Subdiretor-geral da agência da ONU para a alimentação e a agricultura estima que a pandemia colocará 20 milhões de pessoas a mais em situação de insegurança alimentar
Rocío Montes
O mexicano Julio Berdegué (Mazatlán, 1957) faz contas e se mostra preocupado. “A América Latina e o Caribe representam 8,5% da população mundial e temos 17% dos contagiados oficiais [pela covid-19] em 2 de junho. Dos mortos, quase 14%. Os números são superiores ao que gostaríamos de ver”, afirma o subdiretor-geral da Organização das Nações Unidas para a Alimentação e a Agricultura (FAO), com sede em Santiago. Em conversa por telefone —pois a capital chilena está sob quarentena total desde 15 de maio—, Berdegué avalia que “as consequências econômicas e sociais, com foco na alimentação, são muito graves”.
Pergunta. Em que ponto nos encontrávamos antes da pandemia em relação à luta contra a fome?

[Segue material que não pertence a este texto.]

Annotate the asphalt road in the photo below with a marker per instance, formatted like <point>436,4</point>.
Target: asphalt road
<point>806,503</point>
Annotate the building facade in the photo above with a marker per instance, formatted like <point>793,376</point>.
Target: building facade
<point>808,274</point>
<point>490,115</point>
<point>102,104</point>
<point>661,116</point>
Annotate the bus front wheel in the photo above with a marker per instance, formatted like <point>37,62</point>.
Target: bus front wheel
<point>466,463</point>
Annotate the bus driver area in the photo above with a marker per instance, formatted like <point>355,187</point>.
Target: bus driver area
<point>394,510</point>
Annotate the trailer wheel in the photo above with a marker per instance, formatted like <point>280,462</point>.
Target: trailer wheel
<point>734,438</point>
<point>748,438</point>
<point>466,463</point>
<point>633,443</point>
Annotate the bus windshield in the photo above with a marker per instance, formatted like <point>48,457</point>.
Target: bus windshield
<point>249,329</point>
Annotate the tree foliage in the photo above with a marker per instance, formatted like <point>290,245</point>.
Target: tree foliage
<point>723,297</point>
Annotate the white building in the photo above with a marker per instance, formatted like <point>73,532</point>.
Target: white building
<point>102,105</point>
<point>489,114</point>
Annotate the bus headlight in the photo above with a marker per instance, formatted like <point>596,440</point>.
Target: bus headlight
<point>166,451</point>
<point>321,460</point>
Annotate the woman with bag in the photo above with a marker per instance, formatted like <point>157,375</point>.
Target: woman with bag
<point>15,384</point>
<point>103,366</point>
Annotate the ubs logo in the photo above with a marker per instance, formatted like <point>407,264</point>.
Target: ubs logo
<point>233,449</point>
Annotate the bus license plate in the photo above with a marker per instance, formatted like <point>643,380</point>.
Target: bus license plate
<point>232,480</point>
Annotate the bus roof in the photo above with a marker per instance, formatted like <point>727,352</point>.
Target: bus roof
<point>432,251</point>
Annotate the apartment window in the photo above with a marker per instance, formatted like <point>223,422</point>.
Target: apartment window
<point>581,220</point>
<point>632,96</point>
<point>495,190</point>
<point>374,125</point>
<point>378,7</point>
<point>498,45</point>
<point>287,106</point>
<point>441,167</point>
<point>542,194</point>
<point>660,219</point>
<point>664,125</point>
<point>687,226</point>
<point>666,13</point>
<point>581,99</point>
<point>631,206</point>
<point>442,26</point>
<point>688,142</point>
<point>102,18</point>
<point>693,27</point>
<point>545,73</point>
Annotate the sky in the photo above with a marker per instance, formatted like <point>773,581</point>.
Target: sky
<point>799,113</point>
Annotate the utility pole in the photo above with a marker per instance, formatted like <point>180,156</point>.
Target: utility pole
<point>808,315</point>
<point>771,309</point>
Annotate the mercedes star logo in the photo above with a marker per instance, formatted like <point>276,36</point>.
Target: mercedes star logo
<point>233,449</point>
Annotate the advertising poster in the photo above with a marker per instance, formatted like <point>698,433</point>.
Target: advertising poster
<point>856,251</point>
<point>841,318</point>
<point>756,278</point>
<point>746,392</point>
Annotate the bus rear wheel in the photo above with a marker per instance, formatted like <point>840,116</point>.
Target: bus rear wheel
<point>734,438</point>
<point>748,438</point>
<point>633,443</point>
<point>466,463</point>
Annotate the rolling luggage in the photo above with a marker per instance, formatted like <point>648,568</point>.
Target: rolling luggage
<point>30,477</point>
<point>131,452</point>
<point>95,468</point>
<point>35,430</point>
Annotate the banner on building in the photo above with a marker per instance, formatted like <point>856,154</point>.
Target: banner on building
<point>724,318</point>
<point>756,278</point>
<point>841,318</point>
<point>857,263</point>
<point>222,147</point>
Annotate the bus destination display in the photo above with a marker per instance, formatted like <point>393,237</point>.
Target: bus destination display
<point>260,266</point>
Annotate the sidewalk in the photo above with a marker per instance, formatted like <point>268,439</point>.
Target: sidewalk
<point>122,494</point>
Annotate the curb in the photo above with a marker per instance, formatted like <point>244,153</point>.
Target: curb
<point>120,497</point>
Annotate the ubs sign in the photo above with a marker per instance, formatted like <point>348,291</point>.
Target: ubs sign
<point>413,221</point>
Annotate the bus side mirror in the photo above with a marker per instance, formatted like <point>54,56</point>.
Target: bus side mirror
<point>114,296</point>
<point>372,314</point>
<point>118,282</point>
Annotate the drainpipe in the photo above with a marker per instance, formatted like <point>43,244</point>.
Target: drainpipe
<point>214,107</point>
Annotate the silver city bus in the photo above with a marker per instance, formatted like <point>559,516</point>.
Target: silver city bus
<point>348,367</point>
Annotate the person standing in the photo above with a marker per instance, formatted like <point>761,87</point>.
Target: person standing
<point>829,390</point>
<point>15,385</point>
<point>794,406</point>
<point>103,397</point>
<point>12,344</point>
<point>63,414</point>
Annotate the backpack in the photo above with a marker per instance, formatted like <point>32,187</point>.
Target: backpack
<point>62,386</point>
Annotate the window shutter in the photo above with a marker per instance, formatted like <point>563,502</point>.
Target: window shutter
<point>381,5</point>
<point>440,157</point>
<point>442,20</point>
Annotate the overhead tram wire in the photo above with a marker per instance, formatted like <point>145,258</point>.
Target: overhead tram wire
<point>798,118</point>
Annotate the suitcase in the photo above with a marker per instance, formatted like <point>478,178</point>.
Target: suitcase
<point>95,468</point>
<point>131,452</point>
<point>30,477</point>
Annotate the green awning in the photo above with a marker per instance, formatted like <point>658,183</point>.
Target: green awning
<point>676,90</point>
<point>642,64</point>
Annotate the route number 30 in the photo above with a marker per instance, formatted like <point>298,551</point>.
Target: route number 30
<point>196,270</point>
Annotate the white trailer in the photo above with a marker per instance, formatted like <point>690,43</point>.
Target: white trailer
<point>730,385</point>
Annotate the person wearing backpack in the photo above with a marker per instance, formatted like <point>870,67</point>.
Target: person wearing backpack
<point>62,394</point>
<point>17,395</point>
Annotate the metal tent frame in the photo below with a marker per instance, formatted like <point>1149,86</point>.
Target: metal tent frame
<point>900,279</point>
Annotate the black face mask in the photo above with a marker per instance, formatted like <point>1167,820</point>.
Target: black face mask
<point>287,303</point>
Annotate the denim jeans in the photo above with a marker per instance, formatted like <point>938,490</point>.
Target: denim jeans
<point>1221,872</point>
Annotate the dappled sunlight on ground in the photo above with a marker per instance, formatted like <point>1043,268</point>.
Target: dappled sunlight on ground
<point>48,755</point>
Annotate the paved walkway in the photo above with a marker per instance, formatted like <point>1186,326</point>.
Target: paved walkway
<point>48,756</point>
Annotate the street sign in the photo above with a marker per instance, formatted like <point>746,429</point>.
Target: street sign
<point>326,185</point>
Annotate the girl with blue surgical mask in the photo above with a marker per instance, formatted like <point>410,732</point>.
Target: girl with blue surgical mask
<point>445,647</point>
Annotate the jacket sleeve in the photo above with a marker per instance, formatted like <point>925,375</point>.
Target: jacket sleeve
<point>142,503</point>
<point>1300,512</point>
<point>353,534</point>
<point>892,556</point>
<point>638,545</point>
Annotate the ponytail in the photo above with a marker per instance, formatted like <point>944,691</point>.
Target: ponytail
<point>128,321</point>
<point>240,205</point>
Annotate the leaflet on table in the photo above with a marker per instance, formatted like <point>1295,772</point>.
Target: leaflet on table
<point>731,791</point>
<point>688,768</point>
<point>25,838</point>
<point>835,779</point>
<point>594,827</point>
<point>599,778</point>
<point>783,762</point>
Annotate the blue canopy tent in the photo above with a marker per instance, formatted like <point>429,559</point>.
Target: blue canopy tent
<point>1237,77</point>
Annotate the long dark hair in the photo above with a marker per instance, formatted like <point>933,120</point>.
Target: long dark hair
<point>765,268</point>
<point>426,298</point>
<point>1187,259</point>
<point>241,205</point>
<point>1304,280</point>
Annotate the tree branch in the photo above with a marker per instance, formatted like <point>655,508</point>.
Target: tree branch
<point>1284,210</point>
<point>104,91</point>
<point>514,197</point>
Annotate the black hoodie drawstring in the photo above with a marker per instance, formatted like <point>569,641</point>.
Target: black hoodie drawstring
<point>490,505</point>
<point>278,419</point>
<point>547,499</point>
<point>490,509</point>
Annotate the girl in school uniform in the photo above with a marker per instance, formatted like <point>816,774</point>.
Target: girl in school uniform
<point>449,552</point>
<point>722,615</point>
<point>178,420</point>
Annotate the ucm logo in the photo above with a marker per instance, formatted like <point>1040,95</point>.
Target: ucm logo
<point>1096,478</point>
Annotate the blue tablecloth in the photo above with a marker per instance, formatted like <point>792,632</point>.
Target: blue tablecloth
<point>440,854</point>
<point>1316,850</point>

Resposta. Reduzimos a fome quase pela metade entre 2000 e 2014 nos 33 países da América Latina e Caribe que são membros das Nações Unidas e da FAO. De 73 milhões de pessoas para 38 milhões. Foi uma época de crescimento econômico para a região e de uma decisão política muito forte dos Governos que puseram a questão da fome no centro: transferências condicionadas, fortalecimento dos programas de alimentação escolar, amparo social para os setores mais carentes de alimentos, apoio fortíssimo à agricultura familiar.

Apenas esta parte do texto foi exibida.